Transparency International’s latest corruption report is sober reading for Asian leaders committed to ending dirty dealings in the world’s fastest-growing region.
Dec. 9 was International Anti-Corruption Day, and Asia’s report card was a big disappointment. China, Japan and South Korea, three of Asia’s four biggest economies, all lost ground. So did such emerging-market darlings as Indonesia, Taiwan, Thailand and Vietnam. Even Hong Kong, routinely celebrated as a model of economic freedom, slid two places in the 2012 Corruption Perceptions Index to 14th among 176 nations.
There was some progress. The Philippines jumped to 105th from 129th (the closer you get to first place, the cleaner your economy). India improved one place to 94th. Yet even some of the good news is cautionary. Malaysia raised its overall ranking, but scored the worst globally in a forthcoming Bribe Payers Index, the Wall Street Journal reported.
These results show that Asia’s anti-corruption efforts are still more about public relations than substance. That needs to change if the region is to be a prosperous and stable place in the long run. Leaders of all the major countries indulge in much talk about creating independent courts, strong ministries, a free press and networks of outside watchdogs, all while doing little.

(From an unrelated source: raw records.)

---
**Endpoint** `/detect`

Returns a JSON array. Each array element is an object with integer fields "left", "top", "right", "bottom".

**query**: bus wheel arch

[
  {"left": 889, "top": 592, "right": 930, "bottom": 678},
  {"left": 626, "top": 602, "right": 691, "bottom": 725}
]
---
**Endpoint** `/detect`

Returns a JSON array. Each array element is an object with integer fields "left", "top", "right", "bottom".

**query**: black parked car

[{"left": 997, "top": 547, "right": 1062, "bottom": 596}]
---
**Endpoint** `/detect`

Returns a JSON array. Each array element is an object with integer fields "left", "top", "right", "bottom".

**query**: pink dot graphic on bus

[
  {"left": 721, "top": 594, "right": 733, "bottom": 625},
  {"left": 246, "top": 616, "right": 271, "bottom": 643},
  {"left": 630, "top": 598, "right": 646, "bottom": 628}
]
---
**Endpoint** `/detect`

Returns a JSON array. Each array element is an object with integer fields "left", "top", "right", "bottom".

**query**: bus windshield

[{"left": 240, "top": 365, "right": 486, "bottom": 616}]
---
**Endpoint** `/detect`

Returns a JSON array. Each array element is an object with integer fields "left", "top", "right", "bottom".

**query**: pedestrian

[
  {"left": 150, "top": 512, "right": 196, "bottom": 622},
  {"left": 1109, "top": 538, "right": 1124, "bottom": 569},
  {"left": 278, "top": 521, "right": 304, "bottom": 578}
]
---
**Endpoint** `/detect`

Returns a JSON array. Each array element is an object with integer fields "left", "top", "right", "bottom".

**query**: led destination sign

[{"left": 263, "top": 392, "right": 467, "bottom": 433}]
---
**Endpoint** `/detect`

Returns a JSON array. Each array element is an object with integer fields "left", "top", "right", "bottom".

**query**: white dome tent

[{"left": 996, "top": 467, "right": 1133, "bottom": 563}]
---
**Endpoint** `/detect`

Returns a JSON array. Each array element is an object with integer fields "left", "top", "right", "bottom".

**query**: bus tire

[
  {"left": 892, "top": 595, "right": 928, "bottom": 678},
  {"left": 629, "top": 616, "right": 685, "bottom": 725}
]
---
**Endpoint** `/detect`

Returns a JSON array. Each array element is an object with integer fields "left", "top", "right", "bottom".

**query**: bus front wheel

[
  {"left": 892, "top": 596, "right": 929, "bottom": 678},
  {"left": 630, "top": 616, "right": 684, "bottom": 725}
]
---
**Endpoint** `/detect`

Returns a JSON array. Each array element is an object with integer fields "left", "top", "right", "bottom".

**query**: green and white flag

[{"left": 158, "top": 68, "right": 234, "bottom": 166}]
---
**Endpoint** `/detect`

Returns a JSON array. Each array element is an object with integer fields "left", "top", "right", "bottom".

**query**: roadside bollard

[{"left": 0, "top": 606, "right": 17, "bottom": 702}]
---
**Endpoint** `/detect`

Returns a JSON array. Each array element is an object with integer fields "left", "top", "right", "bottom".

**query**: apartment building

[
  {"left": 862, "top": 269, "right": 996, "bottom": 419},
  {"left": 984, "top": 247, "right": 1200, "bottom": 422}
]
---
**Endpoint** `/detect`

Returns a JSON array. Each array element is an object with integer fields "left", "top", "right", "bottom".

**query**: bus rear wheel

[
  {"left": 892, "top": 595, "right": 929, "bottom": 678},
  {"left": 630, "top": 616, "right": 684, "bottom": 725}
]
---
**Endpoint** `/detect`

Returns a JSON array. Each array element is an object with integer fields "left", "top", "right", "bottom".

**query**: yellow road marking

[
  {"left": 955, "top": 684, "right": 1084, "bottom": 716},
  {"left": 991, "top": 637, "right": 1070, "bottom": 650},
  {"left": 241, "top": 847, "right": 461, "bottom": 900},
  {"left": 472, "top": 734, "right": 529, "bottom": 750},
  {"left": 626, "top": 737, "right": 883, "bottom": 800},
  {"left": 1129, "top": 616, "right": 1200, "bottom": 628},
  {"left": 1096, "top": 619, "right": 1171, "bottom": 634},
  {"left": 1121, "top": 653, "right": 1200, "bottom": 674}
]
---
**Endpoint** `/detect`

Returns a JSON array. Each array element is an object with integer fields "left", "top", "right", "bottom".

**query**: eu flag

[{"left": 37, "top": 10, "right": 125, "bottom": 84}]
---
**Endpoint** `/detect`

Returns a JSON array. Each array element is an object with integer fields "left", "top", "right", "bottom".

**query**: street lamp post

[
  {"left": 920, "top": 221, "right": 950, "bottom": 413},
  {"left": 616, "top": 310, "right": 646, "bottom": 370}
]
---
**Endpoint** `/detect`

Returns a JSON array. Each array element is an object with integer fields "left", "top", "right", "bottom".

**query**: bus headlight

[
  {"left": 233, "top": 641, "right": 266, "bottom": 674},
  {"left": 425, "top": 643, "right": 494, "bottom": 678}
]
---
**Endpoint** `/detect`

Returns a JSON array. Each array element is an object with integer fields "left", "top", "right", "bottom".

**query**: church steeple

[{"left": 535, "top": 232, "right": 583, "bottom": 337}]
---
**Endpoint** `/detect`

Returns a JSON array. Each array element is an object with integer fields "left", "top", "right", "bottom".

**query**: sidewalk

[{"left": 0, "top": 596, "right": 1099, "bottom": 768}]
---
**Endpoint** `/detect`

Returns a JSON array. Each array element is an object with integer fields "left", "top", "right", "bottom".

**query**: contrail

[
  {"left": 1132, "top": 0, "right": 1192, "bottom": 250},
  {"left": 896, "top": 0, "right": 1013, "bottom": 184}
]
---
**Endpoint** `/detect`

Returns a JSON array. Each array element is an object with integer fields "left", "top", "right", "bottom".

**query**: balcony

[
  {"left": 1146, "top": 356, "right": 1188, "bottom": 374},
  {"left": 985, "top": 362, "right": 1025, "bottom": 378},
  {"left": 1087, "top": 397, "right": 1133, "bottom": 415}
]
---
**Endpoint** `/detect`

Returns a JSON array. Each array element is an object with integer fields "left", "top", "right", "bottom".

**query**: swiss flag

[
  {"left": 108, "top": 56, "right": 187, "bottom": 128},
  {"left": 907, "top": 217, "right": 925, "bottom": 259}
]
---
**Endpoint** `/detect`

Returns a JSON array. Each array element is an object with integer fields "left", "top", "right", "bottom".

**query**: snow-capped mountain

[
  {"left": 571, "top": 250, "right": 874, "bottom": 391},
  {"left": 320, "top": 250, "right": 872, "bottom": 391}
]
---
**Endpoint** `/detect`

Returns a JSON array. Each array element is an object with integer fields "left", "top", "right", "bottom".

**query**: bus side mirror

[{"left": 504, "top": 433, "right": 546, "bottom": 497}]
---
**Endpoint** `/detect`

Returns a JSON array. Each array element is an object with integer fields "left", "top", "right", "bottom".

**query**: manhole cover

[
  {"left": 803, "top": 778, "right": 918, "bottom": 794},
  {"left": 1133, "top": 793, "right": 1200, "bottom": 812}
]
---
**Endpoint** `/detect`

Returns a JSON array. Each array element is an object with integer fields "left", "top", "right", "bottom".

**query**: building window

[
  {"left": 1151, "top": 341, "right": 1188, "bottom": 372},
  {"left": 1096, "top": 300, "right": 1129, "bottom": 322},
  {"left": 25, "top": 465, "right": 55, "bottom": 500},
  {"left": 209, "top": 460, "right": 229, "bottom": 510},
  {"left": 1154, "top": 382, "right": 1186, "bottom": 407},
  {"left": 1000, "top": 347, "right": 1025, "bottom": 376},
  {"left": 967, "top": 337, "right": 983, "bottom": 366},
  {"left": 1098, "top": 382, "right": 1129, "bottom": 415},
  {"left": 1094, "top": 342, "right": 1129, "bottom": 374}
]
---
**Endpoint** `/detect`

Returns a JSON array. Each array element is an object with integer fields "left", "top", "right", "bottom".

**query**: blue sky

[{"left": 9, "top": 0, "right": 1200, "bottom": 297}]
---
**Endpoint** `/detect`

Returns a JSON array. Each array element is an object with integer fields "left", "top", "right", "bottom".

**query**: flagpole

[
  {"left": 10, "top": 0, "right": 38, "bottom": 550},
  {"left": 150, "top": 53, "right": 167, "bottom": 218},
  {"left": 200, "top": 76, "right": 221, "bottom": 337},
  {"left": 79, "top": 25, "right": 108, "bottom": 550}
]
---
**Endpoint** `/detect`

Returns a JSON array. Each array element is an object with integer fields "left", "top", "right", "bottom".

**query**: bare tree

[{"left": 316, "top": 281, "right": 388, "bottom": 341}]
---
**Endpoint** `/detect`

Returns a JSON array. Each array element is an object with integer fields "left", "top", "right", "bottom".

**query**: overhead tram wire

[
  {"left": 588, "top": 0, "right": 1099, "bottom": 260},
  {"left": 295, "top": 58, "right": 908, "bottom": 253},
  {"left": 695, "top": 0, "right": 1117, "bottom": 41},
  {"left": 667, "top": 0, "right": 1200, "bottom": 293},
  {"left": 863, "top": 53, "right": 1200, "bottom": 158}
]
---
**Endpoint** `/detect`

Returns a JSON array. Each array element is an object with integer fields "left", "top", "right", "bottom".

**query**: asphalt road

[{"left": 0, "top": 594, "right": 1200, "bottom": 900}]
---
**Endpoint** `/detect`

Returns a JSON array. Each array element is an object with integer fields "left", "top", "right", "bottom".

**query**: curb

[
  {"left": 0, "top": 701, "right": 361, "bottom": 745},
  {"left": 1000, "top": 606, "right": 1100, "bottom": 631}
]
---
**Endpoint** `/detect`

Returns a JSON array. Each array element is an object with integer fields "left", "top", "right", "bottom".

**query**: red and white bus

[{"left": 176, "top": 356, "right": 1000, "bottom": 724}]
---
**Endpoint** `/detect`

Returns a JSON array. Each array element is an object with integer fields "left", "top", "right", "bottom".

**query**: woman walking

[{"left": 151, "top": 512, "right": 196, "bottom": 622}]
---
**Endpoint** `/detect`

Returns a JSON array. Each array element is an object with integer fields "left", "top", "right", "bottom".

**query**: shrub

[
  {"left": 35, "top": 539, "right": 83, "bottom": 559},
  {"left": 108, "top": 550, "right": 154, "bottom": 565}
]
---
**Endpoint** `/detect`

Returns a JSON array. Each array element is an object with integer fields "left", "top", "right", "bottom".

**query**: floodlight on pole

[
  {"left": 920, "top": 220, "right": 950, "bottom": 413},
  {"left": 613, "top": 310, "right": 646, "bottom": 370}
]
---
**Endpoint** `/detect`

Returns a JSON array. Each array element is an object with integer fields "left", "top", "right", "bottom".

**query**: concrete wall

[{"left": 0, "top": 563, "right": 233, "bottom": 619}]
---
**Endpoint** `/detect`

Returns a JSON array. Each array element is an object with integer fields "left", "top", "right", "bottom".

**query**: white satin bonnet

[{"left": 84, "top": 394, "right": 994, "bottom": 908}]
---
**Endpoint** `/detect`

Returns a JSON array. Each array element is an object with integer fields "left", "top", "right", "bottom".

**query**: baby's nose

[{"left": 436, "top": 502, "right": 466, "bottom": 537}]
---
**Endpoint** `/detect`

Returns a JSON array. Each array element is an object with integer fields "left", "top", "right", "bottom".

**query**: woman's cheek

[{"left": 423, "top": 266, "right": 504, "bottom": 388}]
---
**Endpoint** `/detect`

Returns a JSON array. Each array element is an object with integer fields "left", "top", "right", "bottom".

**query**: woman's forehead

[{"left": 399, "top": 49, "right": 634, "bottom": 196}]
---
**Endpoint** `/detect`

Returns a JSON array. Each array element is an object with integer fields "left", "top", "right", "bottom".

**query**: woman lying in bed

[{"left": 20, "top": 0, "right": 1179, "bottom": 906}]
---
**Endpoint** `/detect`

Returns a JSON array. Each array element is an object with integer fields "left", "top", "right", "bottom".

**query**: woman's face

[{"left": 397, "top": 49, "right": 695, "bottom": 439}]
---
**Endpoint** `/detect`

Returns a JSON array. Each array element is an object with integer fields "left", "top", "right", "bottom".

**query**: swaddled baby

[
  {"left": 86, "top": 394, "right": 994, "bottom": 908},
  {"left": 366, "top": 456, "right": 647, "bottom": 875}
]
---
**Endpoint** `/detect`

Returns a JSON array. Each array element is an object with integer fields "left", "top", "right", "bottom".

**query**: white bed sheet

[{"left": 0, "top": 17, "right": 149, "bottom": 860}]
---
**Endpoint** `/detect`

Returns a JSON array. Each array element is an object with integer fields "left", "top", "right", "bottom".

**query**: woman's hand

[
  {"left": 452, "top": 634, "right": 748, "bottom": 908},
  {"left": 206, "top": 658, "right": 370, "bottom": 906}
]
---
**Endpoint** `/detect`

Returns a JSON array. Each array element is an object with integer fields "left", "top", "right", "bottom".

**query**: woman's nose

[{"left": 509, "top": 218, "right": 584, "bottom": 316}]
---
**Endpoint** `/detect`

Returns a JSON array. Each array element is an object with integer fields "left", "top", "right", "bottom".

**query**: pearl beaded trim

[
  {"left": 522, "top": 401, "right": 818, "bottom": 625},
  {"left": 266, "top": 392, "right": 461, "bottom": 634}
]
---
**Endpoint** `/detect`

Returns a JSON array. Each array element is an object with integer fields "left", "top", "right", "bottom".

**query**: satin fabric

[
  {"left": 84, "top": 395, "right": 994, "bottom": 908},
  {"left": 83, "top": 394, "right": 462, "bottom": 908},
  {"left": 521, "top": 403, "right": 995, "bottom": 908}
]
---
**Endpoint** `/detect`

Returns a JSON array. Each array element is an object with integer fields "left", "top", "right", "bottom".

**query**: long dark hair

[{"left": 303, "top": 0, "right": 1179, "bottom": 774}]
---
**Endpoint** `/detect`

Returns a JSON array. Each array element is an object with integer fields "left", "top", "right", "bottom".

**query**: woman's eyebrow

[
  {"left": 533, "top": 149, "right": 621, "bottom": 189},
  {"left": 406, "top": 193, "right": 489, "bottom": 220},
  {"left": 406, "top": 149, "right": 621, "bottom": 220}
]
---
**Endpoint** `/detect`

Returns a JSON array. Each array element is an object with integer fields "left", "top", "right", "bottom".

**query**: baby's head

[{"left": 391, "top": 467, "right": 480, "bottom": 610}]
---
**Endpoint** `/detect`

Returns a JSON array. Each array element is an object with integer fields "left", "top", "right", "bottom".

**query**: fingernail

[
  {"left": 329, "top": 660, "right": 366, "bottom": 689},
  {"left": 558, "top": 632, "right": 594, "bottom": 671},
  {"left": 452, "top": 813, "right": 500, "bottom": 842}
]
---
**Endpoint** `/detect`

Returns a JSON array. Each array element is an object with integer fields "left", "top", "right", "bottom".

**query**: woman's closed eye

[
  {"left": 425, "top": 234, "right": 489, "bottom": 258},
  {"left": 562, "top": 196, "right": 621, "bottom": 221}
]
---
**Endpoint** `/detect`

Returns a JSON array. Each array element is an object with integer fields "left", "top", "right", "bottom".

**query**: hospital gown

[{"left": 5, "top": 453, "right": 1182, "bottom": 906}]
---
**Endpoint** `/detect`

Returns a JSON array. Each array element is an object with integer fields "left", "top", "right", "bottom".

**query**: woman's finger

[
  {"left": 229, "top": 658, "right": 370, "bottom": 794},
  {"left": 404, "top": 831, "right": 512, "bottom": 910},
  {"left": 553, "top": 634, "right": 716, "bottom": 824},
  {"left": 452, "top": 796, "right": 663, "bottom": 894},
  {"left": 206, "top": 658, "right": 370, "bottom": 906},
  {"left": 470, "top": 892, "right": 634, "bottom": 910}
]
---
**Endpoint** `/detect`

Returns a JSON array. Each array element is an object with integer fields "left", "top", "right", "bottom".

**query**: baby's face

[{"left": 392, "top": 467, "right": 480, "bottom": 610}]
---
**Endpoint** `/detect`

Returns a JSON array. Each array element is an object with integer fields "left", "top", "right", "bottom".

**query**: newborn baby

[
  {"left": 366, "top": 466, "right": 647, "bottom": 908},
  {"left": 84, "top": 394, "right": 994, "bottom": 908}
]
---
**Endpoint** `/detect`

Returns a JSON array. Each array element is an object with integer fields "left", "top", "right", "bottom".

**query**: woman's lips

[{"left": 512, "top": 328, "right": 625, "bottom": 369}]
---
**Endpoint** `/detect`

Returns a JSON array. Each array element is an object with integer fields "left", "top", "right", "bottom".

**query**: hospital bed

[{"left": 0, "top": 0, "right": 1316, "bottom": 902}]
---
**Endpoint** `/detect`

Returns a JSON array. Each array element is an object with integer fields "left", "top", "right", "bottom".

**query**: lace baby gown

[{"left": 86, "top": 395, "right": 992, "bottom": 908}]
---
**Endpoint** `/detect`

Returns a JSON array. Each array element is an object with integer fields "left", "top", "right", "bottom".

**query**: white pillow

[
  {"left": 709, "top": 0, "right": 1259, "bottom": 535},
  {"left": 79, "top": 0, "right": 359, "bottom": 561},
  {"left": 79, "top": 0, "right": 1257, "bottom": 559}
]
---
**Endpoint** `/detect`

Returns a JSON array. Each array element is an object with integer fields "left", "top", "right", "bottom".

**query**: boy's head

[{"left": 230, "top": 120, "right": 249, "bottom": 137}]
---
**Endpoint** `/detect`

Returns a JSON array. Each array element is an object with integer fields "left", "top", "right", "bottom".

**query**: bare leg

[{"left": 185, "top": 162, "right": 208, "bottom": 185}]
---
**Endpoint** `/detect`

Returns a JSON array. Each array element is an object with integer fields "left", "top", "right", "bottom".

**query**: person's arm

There is no good excuse for Asia to be falling behind ― not with a critical mass of world growth concentrated there and strong public support on the side of the reformers. The longer Asia takes to get serious about this issue, the bigger the threat to economic progress.
Graft is incredibly difficult to measure in any one nation, never mind comparing it across borders. Tremendous effort goes into hiding and perpetuating the gray economy, often most enthusiastically at the highest levels of government. Whichever barometer you track, the odds are that graft is far more rampant, ingrained and damaging than data suggest.
One real-world economic indicator bears out Asia’s corruption problem: a widening rich-poor gap. Corruption skews and concentrates wealth among the politically connected elites. That keeps the benefits of rapid economic growth from being shared widely and reaching society’s weakest economic links. It lowers credit ratings, raises bond yields, impedes foreign investment, and puts lives at risk when floods and earthquakes meet shoddy infrastructure.
The hold that Asia’s elite has on wealth and power has grown even stronger since the region’s 1997 crisis and the U.S.’s crash in 2008. The ascendance of obscenely wealthy businesspeople in Hong Kong, Indonesia, Malaysia, the Philippines, Thailand and elsewhere helps explain why Asia isn’t enjoying more homegrown entrepreneurship. Nowhere is that truer than in China, which has become Asia’s largest economy in the interim and may surpass the U.S. in the next decade or so.
Xi Jinping, who will become China’s president next year, is making a very public show of tackling the corruption that has damaged the Communist Party’s legitimacy.
“A mass of facts tells us that if corruption becomes increasingly serious, it will inevitably doom the party and the state,” Xi told China’s Politburo last month. “We must be vigilant.”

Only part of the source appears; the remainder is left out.